I wondered if this was how some of the genius super-villains from the comic books started out. I just kept nodding.

“So I showed them. I’d be way more bad-ass than they could ever be. It was time to Fear the Reaper, you know what I’m saying? I had
skills
, man.”

“Two hundred felony counts is pretty damn impressive for a teenager.”

“Well, I wasn’t as clever as I thought I was back then.” Reaper smiled sadly. “I scared the shit out of the government, though! I crashed a bank and turned off all the lights in Boston, just because I
could
. They wanted to make an example out of kids like me. Mom was heartbroken, and you know what the weirdest thing was? My stepdad, the
asshole,
he’s the one that helped me the most. He gave me a plane ticket to a place with no extradition and told me it was ‘time to be a man’ . . . that was the nicest thing anybody had ever done for me.”

Shit.
If Reaper started crying, I wouldn’t know what to do.

He started crying. “You guys took me in after that. You were my family.
Family
. . . But now? First Train, now Carl. They were my
brothers
. We’re all that’s left, and look at me. They almost got me. I’ve never been shot before.” He blinked the tears away. “This shit just got
real.
Eddie’s going down. Eddie and that fat fucker in the white suit, both. I’m gonna kill them, Lorenzo, I swear to God, I’m gonna kill that fat bastard if it’s the last thing I do. I’m gonna wipe that smile off his fucking face.”

I patted him on the arm. I had a hard time with emotions, but revenge, that I could understand. “That’s the spirit.”

“They’re gonna
fear
the Reaper,” he vowed.

VALENTINE

Quagmire, Nevada

June 21

1500

The Nevada sun blazed overhead as I hiked up the road from the Greyhound bus station. Quagmire’s bus station wasn’t really a bus station. It was a tobacco shop and party store that the Greyhound bus occasionally stopped at. Hawk knew I was coming, but he didn’t know what time I was getting in. No one was waiting for me.

I thought about calling him. I had a prepaid phone that I’d purchased after I landed in the States. I decided I’d just walk. I was probably being paranoid, but I was very leery about using a cell phone still. It was a good hike to Hawk’s ranch, but I knew the way. I shouldered my duffel bag and started down the road.

I was walking up Main Street in Quagmire when a big Ford pickup, adorned with an NRA and a US Marine Corps window sticker, slowed to a stop next to me. The driver, a crusty old guy wearing a NASCAR hat, rolled down his passenger-side window and got my attention. I immediately tensed up. I was unarmed, save a pocket knife I’d bought at a Wal-Mart. My left hand slid down to my pants pocket, where the knife was tucked away.

“You need a lift, son?” he asked. I had a big green military duffel bag, and my hair was still buzzed short.
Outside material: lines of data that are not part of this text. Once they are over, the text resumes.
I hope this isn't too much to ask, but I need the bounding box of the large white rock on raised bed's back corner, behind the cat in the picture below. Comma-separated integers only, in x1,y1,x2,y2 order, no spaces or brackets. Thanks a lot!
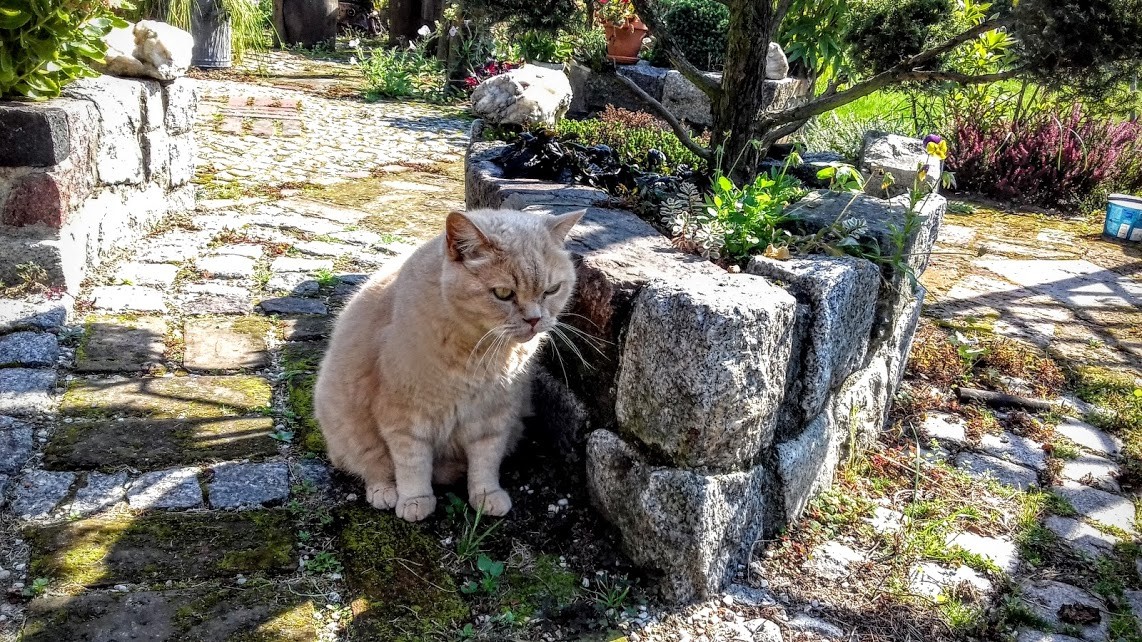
472,65,571,127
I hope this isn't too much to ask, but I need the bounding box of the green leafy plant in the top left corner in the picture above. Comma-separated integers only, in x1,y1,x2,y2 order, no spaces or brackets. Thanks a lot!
0,0,127,101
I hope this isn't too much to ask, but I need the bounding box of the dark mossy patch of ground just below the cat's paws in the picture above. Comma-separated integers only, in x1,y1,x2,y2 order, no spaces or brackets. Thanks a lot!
337,506,468,642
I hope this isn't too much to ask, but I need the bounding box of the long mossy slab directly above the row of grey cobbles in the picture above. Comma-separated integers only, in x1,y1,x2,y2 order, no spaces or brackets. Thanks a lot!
43,417,278,471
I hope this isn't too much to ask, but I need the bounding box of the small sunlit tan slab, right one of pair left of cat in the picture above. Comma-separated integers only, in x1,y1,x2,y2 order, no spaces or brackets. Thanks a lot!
183,316,273,370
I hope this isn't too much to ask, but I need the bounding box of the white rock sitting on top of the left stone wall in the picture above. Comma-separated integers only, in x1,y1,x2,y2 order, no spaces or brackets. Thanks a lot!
97,21,194,80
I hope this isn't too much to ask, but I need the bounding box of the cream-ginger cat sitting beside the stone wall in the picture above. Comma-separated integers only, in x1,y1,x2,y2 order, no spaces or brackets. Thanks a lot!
314,209,584,521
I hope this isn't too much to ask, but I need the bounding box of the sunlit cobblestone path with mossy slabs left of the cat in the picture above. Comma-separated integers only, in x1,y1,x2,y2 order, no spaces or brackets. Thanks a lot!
0,66,467,642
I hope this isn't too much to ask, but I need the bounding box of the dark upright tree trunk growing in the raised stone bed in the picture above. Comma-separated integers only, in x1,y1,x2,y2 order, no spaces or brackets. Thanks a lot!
711,0,773,177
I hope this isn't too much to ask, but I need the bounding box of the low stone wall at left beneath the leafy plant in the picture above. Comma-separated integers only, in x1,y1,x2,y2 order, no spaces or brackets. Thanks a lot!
0,75,198,292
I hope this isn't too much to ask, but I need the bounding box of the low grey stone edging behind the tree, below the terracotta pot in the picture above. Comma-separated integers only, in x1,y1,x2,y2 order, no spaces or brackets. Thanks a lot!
568,62,810,127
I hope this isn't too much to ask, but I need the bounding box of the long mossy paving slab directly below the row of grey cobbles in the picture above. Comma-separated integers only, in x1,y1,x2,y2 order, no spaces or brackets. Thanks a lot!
24,509,297,588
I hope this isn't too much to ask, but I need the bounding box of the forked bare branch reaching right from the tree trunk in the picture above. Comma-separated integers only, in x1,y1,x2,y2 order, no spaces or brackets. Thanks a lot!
758,19,1019,130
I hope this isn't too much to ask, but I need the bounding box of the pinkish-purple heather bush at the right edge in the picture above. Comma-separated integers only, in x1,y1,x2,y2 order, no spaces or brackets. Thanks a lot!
948,104,1142,207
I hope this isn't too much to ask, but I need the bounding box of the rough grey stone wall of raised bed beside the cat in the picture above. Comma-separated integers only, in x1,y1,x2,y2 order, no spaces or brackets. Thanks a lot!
466,121,946,601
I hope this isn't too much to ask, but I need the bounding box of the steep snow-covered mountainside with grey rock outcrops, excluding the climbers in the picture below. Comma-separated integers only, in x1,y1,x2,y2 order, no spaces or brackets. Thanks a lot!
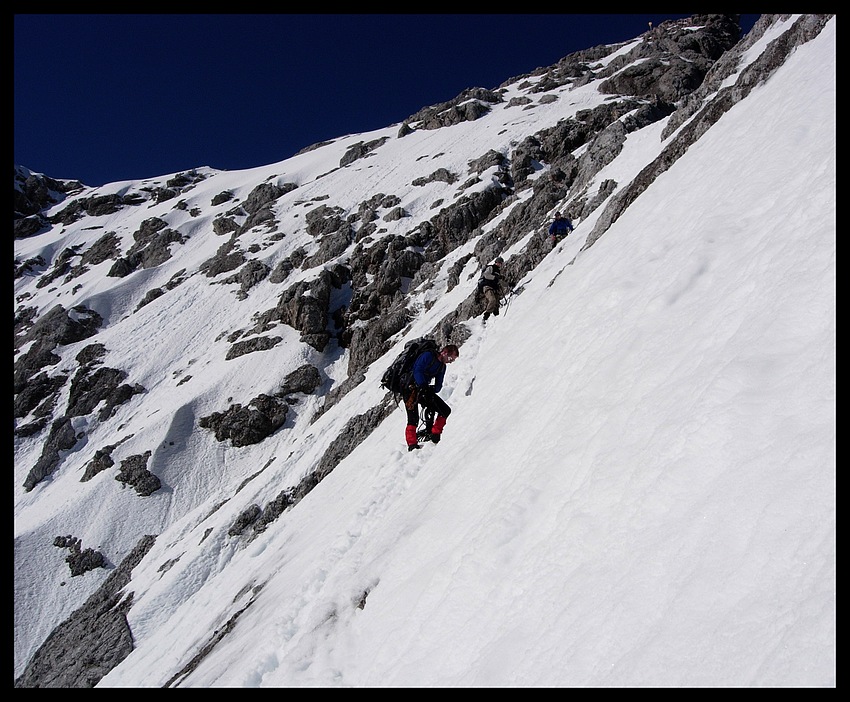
14,15,836,687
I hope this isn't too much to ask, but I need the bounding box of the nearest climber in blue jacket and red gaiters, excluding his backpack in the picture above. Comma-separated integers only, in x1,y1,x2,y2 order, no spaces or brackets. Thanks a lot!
404,344,458,451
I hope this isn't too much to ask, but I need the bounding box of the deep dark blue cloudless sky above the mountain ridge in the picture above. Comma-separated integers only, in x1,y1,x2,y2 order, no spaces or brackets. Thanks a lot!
14,14,758,190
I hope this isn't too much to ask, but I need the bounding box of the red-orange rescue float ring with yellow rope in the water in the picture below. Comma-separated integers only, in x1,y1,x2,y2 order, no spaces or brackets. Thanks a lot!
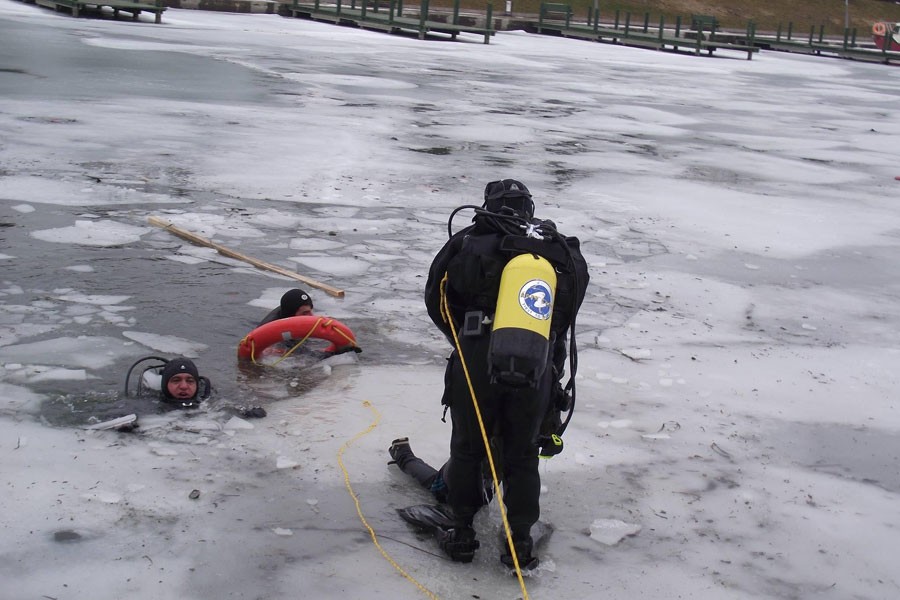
238,315,359,360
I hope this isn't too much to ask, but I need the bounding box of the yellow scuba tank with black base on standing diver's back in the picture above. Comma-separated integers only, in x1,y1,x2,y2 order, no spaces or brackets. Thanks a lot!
488,254,556,387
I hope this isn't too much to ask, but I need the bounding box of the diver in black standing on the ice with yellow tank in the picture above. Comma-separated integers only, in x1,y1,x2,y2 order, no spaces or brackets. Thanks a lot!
391,179,588,569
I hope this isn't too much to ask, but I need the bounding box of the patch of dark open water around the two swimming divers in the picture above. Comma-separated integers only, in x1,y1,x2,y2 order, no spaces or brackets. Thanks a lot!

He probably thought I was a vet coming home.
Close enough.

I relaxed some and moved my hand away from my pocket. “If it’s no trouble,” I said, stepping closer to the pickup.

“Where ya headed?”

“You know the Hawkins place? It’s on the north end of town.”

“Oh hell,” the man said, grinning. “I know Hawk. C’mon, get in. Toss your bag in the back. I’ll give you a lift. It’s no trouble.” I thanked the man, threw my heavy bag into the back of his truck, and jumped in.

We rolled past the limits of the town, following a well-worn dirt road. About half a mile down it, we passed through a gate that had been left open, ignoring the NO TRESPASSING signs that were fading in the desert sun. The truck left a cloud of fine dust in its wake as we neared the house at the end of the road.